Perhaps knowing the history here can help.

In Kotlin 1.1, minOf and maxOf got added as their own separate feature. I think the idea is that you are supposed to use this in rather non-mathematical situations. After all, the example they gave was:

val list1 = listOf("a", "b")
val list2 = listOf("x", "y", "z")
val minSize = minOf(list1.size, list2.size)
val longestList = maxOf(list1, list2, compareBy { it.size })

Imagine just trying to write some readable code, putting the word "of" in there just makes the line a tad bit more English-y.

Later, in Kotlin 1.2, they added a whole lot of math constants and functions into the standard library, and called the package kotlin.math. Since min and max are also mathematical functions, they also added min and max.

This is just my opinion, but compared to minOf and maxOf, min and max would be more readable if you put them inside a more complex mathematical expression. It'd make the whole thing look more like math, rather than English.

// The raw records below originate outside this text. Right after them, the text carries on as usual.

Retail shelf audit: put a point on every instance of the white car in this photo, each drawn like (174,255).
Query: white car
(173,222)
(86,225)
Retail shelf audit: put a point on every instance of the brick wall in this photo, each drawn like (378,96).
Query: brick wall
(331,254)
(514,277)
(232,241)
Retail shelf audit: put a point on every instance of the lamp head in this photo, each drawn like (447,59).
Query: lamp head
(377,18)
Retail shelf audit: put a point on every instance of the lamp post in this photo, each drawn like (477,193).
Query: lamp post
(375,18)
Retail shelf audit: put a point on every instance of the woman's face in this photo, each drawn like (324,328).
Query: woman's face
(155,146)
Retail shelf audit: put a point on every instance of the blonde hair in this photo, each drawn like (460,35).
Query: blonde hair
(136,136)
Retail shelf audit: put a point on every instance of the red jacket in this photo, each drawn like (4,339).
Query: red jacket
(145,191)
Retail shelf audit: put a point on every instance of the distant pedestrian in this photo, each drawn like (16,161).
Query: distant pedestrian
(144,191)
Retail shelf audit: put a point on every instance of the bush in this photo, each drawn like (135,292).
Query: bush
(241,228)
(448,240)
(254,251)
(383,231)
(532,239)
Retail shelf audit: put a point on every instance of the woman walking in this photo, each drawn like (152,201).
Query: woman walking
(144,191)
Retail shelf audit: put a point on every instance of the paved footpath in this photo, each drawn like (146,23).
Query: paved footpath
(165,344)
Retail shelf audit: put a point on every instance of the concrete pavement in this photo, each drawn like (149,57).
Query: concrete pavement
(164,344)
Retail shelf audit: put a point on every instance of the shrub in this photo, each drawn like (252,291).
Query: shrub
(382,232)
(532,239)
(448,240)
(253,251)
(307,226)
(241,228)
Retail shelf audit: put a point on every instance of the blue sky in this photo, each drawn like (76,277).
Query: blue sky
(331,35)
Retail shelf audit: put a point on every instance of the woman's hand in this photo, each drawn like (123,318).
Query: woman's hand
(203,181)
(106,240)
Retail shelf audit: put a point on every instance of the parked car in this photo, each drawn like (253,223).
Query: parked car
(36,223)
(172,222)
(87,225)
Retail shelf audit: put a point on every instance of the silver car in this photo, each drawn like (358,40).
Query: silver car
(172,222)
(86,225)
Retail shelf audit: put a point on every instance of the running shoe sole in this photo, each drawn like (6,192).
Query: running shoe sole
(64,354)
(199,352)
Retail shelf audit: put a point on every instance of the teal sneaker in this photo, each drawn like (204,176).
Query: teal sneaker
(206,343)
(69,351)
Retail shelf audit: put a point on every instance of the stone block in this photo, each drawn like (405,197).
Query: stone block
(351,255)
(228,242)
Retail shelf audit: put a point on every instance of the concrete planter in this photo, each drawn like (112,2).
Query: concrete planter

Functionally, they behave the same, and as you said, minOf and maxOf also works for any Comparable things, or anything at all if you provide a Comparator. This is because minOf and maxOf is not strictly designed for mathematical situations, whereas min and max are.

Notice that in Kotlin 1.4, vararg versions of maxOf and minOf also got added, but not for min and max. Again this is because the mathematical min and max conventionally only take two arguments.